İnsanın geçmiş bugün ve gelecek arasında kurduğu bağ, çizgisel bir rota olarak tanımlanamaz. “Tarihin belirli bir aşamasında geçmişte yaşadıkları ile içinde bulundukları koşullar arasında bir bağ olduğunu keşfetmişlerdir. Buna bağlı olarak tecrübelerini gelecek nesillere aktarmakla onlar için bir değer yaratabileceklerini düşünmüşlerdir. Tarih yazımının ortaya çıkışında bu gibi toplumsal etmenlerin önemli olduğu ileri sürülebilir ve buna bağlı olarak tarih fikrinin ortaya atılışının da tarihsel olduğu söylenebilir.” (Tanıl Bora. Zamanın Ruhu. Birikim Dergisi. 28 Mart 2018.) Gelecek kuşaklara aktarılacak bilgilerin “hangileri olduğu” bilgisinin seçimi, tarihi tarih olmaktan çıkarır ve toplum mühendisliğine soyunan senaristlerin yazdığı bir senaryoya dönüştürür. Tarihe yön veren olayların aktörlerinin kim olduğu önemli midir sorusu çok da masum bir soru değildir elbette. Biliyoruz ki tarih tek tek bireylerin kahramanlıkları üzerine kurgulanamaz ya da rastlantılarla açıklanamaz. Yani tarihin kullanım biçimi,” tarihten beklentileri ve tarih yazımı biçimlerini bütünüyle etkiler ve bu nedenle de bu anlayış da tarihseldir.
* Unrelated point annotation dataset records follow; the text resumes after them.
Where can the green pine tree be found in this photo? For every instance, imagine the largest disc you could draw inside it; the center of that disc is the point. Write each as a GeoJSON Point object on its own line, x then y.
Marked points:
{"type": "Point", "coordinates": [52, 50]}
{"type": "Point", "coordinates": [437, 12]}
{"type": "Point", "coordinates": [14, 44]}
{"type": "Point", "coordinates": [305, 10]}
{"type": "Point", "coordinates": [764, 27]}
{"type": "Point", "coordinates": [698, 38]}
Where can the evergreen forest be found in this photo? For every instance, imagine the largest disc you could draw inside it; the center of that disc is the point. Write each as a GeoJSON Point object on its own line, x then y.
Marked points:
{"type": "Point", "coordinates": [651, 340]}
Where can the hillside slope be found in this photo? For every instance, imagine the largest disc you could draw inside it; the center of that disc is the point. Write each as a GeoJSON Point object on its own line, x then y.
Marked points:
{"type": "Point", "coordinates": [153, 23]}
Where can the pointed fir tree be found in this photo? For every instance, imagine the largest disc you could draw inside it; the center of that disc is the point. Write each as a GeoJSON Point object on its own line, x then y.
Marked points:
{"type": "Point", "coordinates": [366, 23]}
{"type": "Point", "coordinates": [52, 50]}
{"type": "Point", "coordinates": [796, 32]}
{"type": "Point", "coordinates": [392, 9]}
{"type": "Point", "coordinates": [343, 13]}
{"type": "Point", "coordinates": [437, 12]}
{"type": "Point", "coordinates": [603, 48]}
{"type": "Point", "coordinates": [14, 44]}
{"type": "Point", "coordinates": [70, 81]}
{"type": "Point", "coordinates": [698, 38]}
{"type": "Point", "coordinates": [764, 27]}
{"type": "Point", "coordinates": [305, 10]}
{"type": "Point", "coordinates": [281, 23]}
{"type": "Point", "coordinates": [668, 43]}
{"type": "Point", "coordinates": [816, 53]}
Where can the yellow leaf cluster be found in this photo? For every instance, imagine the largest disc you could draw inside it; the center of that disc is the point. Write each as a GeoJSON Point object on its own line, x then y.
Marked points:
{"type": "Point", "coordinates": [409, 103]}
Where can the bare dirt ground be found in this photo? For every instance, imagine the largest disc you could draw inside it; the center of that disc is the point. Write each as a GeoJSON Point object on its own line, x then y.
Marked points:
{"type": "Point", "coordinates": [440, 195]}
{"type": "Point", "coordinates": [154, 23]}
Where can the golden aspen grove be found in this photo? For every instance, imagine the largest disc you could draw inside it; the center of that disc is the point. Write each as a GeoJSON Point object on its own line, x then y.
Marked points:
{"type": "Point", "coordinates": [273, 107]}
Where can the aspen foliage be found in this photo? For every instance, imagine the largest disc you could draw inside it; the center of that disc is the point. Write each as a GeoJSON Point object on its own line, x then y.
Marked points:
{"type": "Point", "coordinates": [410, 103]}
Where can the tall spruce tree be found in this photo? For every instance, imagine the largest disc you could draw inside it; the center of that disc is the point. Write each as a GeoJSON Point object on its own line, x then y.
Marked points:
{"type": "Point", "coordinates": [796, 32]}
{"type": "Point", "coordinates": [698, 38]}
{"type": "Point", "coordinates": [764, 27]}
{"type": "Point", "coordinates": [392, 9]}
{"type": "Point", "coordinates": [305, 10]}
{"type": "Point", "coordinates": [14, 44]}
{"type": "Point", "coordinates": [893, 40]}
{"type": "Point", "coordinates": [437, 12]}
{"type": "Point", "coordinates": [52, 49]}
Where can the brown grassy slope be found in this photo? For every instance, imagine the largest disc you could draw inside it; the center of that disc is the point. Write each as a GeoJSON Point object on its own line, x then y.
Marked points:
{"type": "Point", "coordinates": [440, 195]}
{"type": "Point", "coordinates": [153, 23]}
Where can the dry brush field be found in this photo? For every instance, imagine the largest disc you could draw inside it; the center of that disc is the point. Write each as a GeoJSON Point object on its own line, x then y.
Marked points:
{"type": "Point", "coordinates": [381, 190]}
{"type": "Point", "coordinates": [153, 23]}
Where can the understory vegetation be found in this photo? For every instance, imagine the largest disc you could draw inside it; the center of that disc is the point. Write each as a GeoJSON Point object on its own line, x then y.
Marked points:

Üstelik, “sahip oldukları ortak davranış formlarının önemli bir kısmı da kendilerine ‘tarih’ adıyla sunulan kolektiflik bilinci tarafından belirlenmiştir.” (Tanıl Bora. age).  Tarihte gerçekte yaşadıklarını, daha sonraki yıllarda üretildiklerini bildiğimiz örneğin İstanbul’un fethi masalları için uydurduğumuz “Ulubatlı Hasan” gibi; bütün Ortadoğu’nun ortak destanı olan ve esas olarak İran’a ait olan “Köroğlu” Destanı’nın Bolu versiyonu gibi duygu ve düşünceleri yönlendiren kültürel motifler hep süreç içinde uydurulmuş “ortak tarih içinden” verilir.

*** 

“Derin” sohbetlerimizi süslemek için felsefi derinliklere inerek kültürel derinliğimizi “sergilemek” sıkça başvurulan yöntemlerden birisidir. Uzay ve zamanın derinliklerine dalıp, başlangıç ve son arasında kalmanın şaşkınlığı içerisinde sonsuzu tartışmak dünya ölçekli ufkumuzu çok geliştiremese de, tarih üzerine girişilen sohbetlerin çoğunda mitolojiden başlayıp arkeoloji, etnoloji gibi köprüler üzerinden yola çıkarak fütürolojiye dalmak en keyifli sohbetlerimizin en keyifli anlarını yaşatır insanlara. Şimdilerde bu tür sohbetlerde teknoloji dünyasının ve özellikle bilgisayar teknolojisinin gelecek için vaat ettiği değişimler bol çeşnili ve o oranda da ilgi çeken temel temadır. Örneğin çip’lenmiş bir insan hayalinden başlayarak yaratılabilecek geleceğin dünyasının sunacağı olanakları olasılıklarla birlikte anlamaya çalışınca, sanırım bu tür bir sohbeti bitirebilmemiz için değil saatler, ömür de yetmez. Öylesine hızlı gelişen bir teknoloji içerisindeyiz ki, biz var olan alanda tartışmayı bitiremeden, yeni tartışmalara gebe yeni buluşların hızla türemesi artık olağan süreçtir.

***

Sanırım böylesi sohbetlerimizin çoğunun sonuç bildirgesi “zamanın ruhunu yakalamak” önerisiyle son bulur. Elbette yanlış da değil. İçinde yer aldığımız felsefi, etik ya da politik düşüncelerimize göre “zamanın ruhu” kavramından ne anladığımıza (ya da ne anlamak istediğimize) bağlı olarak yorumlar getirmemiz söz konusudur. Yani zamanın ruhu aynı zaman dilimi içerisinde tercih edilebilecek farklı felsefi, etik ya da politik düşüncelere göre farklılaşabilir, hatta birbiriyle tam zıtlık sergileyebilir. Basit bir örnek verebiliriz: Kapitalizmin egemen olduğu bir dünyada zamanın ruhu kapitalizme bağlı ve uyumlu düşünceler olabileceği gibi “zamanı dönüştürme” isteğiyle günümüzün egemen sosyo-ekonomik temeli olan “kapitalizmi”, doğaya, insana, ve topluma verdiği zararlar nedeniyle ortadan kaldırmaya yönelik düşünceler de olabilir. Birinci tercih de ikinci tercih de yaşanmakta olan zamanın içinde ve içinde yer aldığımız ilişkiler bağlamında anlam kazanabilmektedir. Bu nedenle güncel yaşamda da sıkça kullanılan bir kavramdır.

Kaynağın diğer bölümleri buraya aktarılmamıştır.